2022.01.10
# 日本株

バフェット流「投資すべき会社」の見分け方…「ラストワンマイルを乗り切る力」に注目

大原 浩 プロフィール

どちらも忍耐強く待つ

沼田氏の「マザーズ市場の上場承認:Recovery International株式会社」に同社の上場承認までの過程でどのように関わってきたのかが詳しく述べられているが、キーワードは「忍耐」である。

バフェットが5年、10年にわたって投資先の株式を保有することは有名だ。彼は「株式市場が1年間閉鎖されても平気でいられる企業にしか投資しない」と述べるが、アーリー・ステージ(ベンチャー企業が立ち上がったばかりの初期)への投資を中心とする沼田氏も同じように長期間忍耐強く待たなければならない。そもそもベンチャー企業の株式を(上場)株式市場で売ることはできない(M&Aの形での売却はできる)から、必然的に上場までの長期保有となるのだ。

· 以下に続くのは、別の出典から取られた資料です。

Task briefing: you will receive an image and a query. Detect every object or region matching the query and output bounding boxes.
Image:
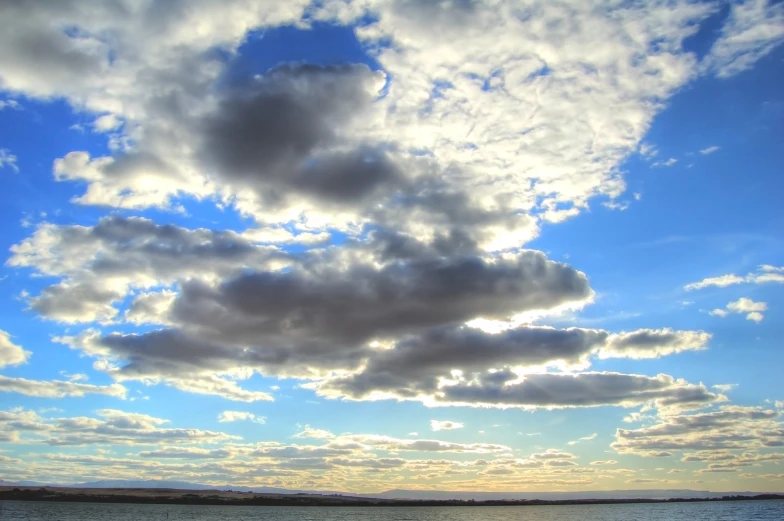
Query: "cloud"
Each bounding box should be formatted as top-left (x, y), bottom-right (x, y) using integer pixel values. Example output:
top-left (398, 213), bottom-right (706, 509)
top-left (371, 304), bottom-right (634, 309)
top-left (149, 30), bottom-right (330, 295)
top-left (683, 264), bottom-right (784, 291)
top-left (567, 432), bottom-right (599, 445)
top-left (338, 434), bottom-right (512, 454)
top-left (651, 157), bottom-right (678, 167)
top-left (703, 0), bottom-right (784, 78)
top-left (612, 405), bottom-right (784, 456)
top-left (0, 329), bottom-right (31, 368)
top-left (294, 425), bottom-right (335, 440)
top-left (6, 216), bottom-right (286, 323)
top-left (430, 420), bottom-right (464, 432)
top-left (306, 326), bottom-right (710, 407)
top-left (0, 375), bottom-right (128, 399)
top-left (93, 114), bottom-right (122, 133)
top-left (218, 411), bottom-right (266, 423)
top-left (0, 409), bottom-right (238, 446)
top-left (710, 297), bottom-right (768, 323)
top-left (0, 148), bottom-right (19, 172)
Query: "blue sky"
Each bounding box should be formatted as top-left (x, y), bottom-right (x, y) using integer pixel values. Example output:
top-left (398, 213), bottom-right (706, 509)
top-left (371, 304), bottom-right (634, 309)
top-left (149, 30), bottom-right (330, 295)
top-left (0, 0), bottom-right (784, 492)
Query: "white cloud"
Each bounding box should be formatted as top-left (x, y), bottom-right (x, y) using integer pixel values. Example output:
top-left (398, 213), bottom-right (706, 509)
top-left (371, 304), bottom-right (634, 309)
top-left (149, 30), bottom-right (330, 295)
top-left (430, 420), bottom-right (464, 431)
top-left (567, 432), bottom-right (599, 445)
top-left (0, 329), bottom-right (31, 368)
top-left (702, 0), bottom-right (784, 78)
top-left (93, 114), bottom-right (122, 133)
top-left (0, 375), bottom-right (128, 399)
top-left (0, 148), bottom-right (19, 172)
top-left (612, 405), bottom-right (784, 471)
top-left (0, 99), bottom-right (22, 110)
top-left (651, 157), bottom-right (678, 167)
top-left (218, 411), bottom-right (266, 423)
top-left (711, 384), bottom-right (738, 393)
top-left (683, 264), bottom-right (784, 291)
top-left (294, 425), bottom-right (335, 440)
top-left (710, 297), bottom-right (768, 323)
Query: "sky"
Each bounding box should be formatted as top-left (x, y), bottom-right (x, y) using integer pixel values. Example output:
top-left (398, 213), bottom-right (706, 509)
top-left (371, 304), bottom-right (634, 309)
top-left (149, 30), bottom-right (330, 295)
top-left (0, 0), bottom-right (784, 493)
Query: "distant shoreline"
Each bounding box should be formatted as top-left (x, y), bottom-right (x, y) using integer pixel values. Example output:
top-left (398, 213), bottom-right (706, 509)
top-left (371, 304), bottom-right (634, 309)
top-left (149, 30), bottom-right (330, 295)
top-left (0, 486), bottom-right (784, 507)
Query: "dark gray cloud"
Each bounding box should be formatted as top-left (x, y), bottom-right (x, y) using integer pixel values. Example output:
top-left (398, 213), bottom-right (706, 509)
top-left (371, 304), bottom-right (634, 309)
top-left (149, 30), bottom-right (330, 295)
top-left (73, 251), bottom-right (591, 377)
top-left (167, 251), bottom-right (592, 345)
top-left (437, 372), bottom-right (719, 408)
top-left (613, 405), bottom-right (784, 461)
top-left (7, 216), bottom-right (289, 323)
top-left (314, 369), bottom-right (722, 408)
top-left (198, 64), bottom-right (402, 209)
top-left (324, 327), bottom-right (608, 398)
top-left (310, 326), bottom-right (707, 405)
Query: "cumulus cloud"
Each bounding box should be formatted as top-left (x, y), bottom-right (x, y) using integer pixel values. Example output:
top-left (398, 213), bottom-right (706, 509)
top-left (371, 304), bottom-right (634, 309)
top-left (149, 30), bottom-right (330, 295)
top-left (430, 420), bottom-right (464, 431)
top-left (6, 216), bottom-right (286, 323)
top-left (310, 327), bottom-right (711, 407)
top-left (710, 297), bottom-right (768, 323)
top-left (218, 411), bottom-right (266, 423)
top-left (0, 148), bottom-right (19, 172)
top-left (683, 264), bottom-right (784, 291)
top-left (0, 0), bottom-right (784, 438)
top-left (0, 409), bottom-right (238, 446)
top-left (0, 375), bottom-right (128, 399)
top-left (567, 432), bottom-right (599, 445)
top-left (704, 0), bottom-right (784, 78)
top-left (612, 405), bottom-right (784, 456)
top-left (0, 329), bottom-right (30, 368)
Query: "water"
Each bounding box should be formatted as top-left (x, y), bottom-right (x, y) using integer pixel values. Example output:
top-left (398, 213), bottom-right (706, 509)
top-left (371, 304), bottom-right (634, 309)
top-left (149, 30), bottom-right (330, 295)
top-left (0, 501), bottom-right (784, 521)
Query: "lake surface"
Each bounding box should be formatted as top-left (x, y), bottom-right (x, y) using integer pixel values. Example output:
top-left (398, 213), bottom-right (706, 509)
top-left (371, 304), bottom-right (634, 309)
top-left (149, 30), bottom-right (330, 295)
top-left (0, 501), bottom-right (784, 521)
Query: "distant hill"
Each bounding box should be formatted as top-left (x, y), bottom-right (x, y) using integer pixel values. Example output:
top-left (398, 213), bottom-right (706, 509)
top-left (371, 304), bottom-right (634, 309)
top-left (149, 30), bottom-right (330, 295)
top-left (0, 479), bottom-right (772, 501)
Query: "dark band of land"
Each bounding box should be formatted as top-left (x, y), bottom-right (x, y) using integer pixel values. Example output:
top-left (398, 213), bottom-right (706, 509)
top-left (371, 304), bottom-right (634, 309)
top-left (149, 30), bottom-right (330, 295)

さらに、バフェットの理想は永遠に売却する必要がない「永久保有銘柄」を見つけることだが、沼田氏の目指すのも同じ方向だ。バフェットはよく投資を結婚に例える。投資をするときには「死が2人を分かつまで」と誓えるくらいの慎重さなのだ。

バフェットの場合は「重要な決断」をする前に、「経営者の人物」を含めたその企業のありとあらゆることを研究した上で「迷いが無くなった」段階で投資する。沼田氏の場合は、アーリー・ステージの企業が中心だから、会社の財産といえば、起業家の「夢と情熱」くらいしかない場合が多い。したがって、「経営者の人物」の見極めがもっとも重要だ。

 

沼田氏はよく「ラストワンマイル」という言葉を使うが、この「ラストワンマイル」のもっとも暗くて深い谷を乗り切れるかどうかが起業の成否を決める。

「ラストワンマイル」を乗り切れない経営者は、途中まで調子よくても結局駄目になる。だから最初から投資対象ではない。しかし、この「ラストワンマイル」を乗り切ることができると見極めた起業家には、ありとあらゆる支援を惜しまない。ただし、「ラストワンマイル」を乗り切る力だけは、本人の資質であり外部からの支援が出来ないのだ。

「経営者」の人物を見抜く方法については、沼田氏の「IPOと『盛りのついた優秀な雄猿』」が参考になる。